Como una forma de abordar este dilema, el Consejo Senlis propone llevar a cabo proyectos científicos piloto con el fin de estudiar un sistema de licencias de opio para Afganistán, que sería un componente central del proceso de reconstrucción económica. Un sistema en el que se cultivara la amapola bajo licencia para producir analgésicos como la morfina o la codeína permitiría a los agricultores conservar sus medios de subsistencia y su forma de vida tradicionales y, lo que es más importante, alimentarse a sí mismos y a sus familias. Hay una escasez mundial de morfina y de codeína, particularmente en los países subdesarrollados, donde frecuentemente es difícil, sino es que imposible, conseguir estas medicinas vitales.
Las licencias de amapola no sólo abordarían las crisis de pobreza y hambre que han agobiado al sur de Afganistán; también estabilizarían las estructuras locales existentes y le darían a las comunidades una razón para apoyar al gobierno del presidente Hamid Karzai y a la comunidad internacional. Los agricultores obtendrían un sentimiento de participación en los esfuerzos antinarcóticos, lo que contrasta marcadamente con la actual política idealista –y evidentemente inalcanzable—de la erradicación de cultivos.

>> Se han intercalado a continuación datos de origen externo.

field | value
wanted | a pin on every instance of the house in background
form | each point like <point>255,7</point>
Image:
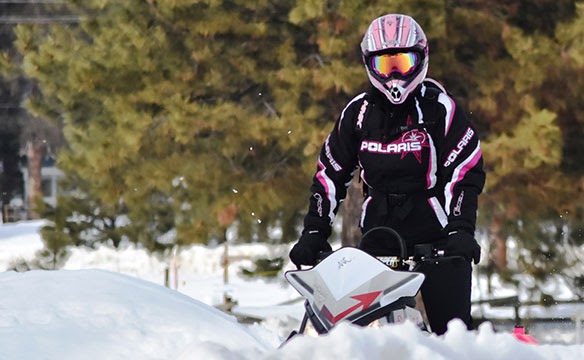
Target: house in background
<point>17,209</point>
<point>49,184</point>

Debemos contar con el apoyo del pueblo afgano para poder derrotar a los talibanes. Al apoyar esa iniciativa, la comunidad internacional demostraría que está en Afganistán por el bien de la población local, lo que ayudaría a que los agricultores cortaran sus vínculos con la insurgencia.
Pero para que ese sistema tenga éxito, la pobreza extrema del sur del país tiene que ser nuestra máxima prioridad. Según el Programa Mundial de Alimentos, el 70% de la población carece de seguridad alimentaria. Se necesita urgentemente una inyección inmediata de alimentos y ayuda médica de emergencia para romper el círculo vicioso del sufrimiento y la violencia.
Sólo entonces podría implementarse una nueva estrategia de desarrollo de largo plazo en Afganistán –que admita que la comunidad internacional no está ganando la guerra y que el statu quo es inaceptable. Las licencias para el cultivo de opio serían una base realista y pragmática para el éxito de esa estrategia.